У ней лицо было другое, не прежнее, когда они гуляли тут, а то, с которым он оставил ее в последний раз и которое задало ему такую тревогу. И ласка была какая-то сдержанная, все выражение лица такое сосредоточенное, такое определенное, он видел, что в догадки, намеки и наивные вопросы играть с ней нельзя, что этот ребяческий, веселый миг пережит.
Многое, что не досказано, к чему можно бы подойти с лукавым вопросом, было между ними решено без слов, без объяснений, бог знает как, но воротиться к тому уже нельзя.

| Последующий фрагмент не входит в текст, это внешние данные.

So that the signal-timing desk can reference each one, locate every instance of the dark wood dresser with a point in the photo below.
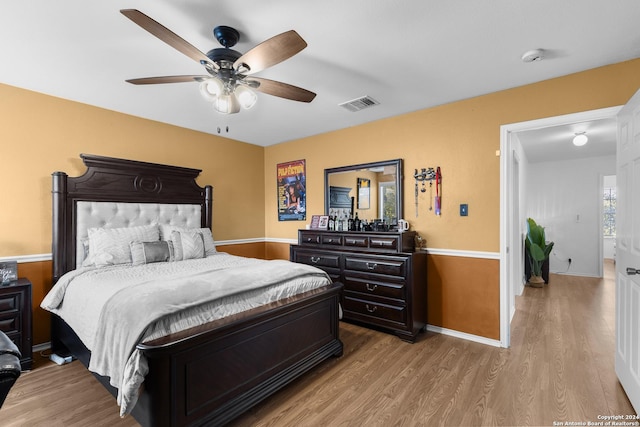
(385, 281)
(15, 317)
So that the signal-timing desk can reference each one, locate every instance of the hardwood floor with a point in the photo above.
(560, 368)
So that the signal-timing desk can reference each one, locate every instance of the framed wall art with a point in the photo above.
(292, 194)
(364, 193)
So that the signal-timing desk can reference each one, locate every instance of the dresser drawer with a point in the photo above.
(331, 239)
(10, 302)
(369, 286)
(389, 266)
(360, 309)
(10, 323)
(384, 242)
(356, 241)
(310, 237)
(318, 259)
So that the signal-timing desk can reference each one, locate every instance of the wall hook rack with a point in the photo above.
(422, 176)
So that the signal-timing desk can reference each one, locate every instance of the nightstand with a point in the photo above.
(15, 317)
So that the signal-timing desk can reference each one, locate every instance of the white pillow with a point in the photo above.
(109, 246)
(207, 236)
(187, 244)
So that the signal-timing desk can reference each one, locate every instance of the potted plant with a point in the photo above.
(538, 250)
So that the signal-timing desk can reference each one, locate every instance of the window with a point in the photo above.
(609, 212)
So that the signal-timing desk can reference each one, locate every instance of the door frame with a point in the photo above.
(508, 263)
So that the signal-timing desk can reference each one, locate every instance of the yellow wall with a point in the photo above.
(461, 138)
(42, 134)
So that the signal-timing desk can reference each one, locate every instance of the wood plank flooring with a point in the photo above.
(560, 367)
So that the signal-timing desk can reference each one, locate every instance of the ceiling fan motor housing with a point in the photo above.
(226, 36)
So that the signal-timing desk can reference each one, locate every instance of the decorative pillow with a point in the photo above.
(148, 252)
(187, 244)
(108, 246)
(207, 236)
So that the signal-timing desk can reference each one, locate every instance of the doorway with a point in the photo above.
(511, 228)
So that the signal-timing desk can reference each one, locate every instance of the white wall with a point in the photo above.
(565, 198)
(608, 245)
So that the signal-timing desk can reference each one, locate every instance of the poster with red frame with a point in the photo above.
(292, 191)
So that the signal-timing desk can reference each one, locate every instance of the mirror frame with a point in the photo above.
(399, 179)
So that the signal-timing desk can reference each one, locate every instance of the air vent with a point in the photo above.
(359, 103)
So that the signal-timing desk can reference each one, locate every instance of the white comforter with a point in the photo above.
(111, 309)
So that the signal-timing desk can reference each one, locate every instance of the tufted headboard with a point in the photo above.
(122, 193)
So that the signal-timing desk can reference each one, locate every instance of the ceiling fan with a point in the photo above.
(230, 83)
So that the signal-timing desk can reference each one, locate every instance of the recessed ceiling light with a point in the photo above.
(580, 139)
(533, 55)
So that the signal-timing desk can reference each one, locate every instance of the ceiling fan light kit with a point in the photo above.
(230, 85)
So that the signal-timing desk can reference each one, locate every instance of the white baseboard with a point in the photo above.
(464, 336)
(41, 347)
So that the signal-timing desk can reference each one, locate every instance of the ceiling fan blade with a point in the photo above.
(270, 52)
(283, 90)
(166, 79)
(167, 36)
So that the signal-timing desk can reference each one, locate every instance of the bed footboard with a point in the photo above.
(232, 364)
(211, 374)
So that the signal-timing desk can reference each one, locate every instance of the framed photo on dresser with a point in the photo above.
(319, 222)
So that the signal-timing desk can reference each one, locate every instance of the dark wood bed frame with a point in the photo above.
(210, 374)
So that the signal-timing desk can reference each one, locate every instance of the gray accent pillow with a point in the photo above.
(148, 252)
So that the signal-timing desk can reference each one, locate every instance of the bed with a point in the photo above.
(209, 373)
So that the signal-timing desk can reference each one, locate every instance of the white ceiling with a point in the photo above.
(407, 54)
(555, 143)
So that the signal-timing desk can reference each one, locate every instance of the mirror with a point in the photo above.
(372, 190)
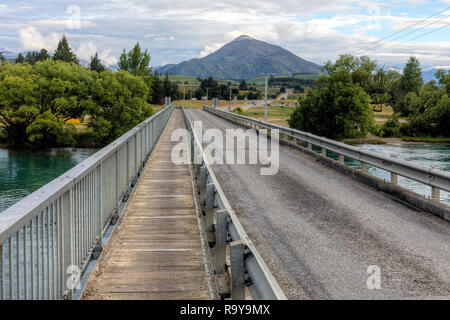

— Что вас не видать давно? — спросила она.
Он молчал. Ему хотелось бы опять как-нибудь стороной дать ей понять, что тайная прелесть отношений их исчезла, что его тяготит эта сосредоточенность, которою она окружила себя, как облаком, будто ушла в себя, и он не знает, как ему быть, как держать себя с ней.
Но он чувствовал, что малейший намек на это вызовет у ней взгляд удивления, потом прибавит холодности в обращении, может быть и совсем пропадет та искра участия, которую он так неосторожно погасил в самом начале. Надо ее раздуть опять, тихо и осторожно, но как — он решительно не знал.
Он смутно понимал, что она выросла и чуть ли не выше его, что отныне нет возврата к детской доверчивости, что перед ними Рубикон и утраченное счастье уже на другом берегу: надо перешагнуть.
А как? Ну, если он шагает один?
Она понимала яснее его, что в нем происходит, и потому перевес был на ее стороне. Она открыто глядела в его душу, видела, как рождалось чувство на дне его души, как играло и выходило наружу, видела, что с ним женская хитрость, лукавство, кокетство — орудия Сонечки — были бы лишние, потому что не предстояло борьбы.
Она даже видела и то, что, несмотря на ее молодость, ей принадлежит первая и главная роль в этой симпатии, что от него можно было ожидать только глубокого впечатления, страстно-ленивой покорности, вечной гармонии с каждым биением ее пульса, но никакого движения воли, никакой активной мысли.
Она мигом взвесила свою власть над ним, и ей нравилась эта роль путеводной звезды, луча света, который она разольет над стоячим озером и отразится в нем. Она разнообразно торжествовала свое первенство в этом поединке.
В этой комедии или трагедии, смотря по обстоятельствам, оба действующие лица являются почти всегда с одинаковым характером: мучителя или мучительницы и жертвы.
Ольга, как всякая женщина в первенствующей роли, то есть в роли мучительницы, конечно, менее других и бессознательно, но не могла отказать себе в удовольствии немного поиграть им по-кошачьи, иногда у ней вырвется, как молния, как нежданный каприз, проблеск чувства, а потом, вдруг, опять она сосредоточится, уйдет в себя, но больше и чаще всего она толкала его вперед, дальше, зная, что он сам не сделает ни шагу и останется неподвижен там, где она оставит его.
— Вы заняты были? — спросила она, вышивая какой-то лоскуток канвы.
«Сказал бы занят, да этот Захар!» — простонало у него в груди.
— Да, я читал кое-что, — небрежно отозвался он.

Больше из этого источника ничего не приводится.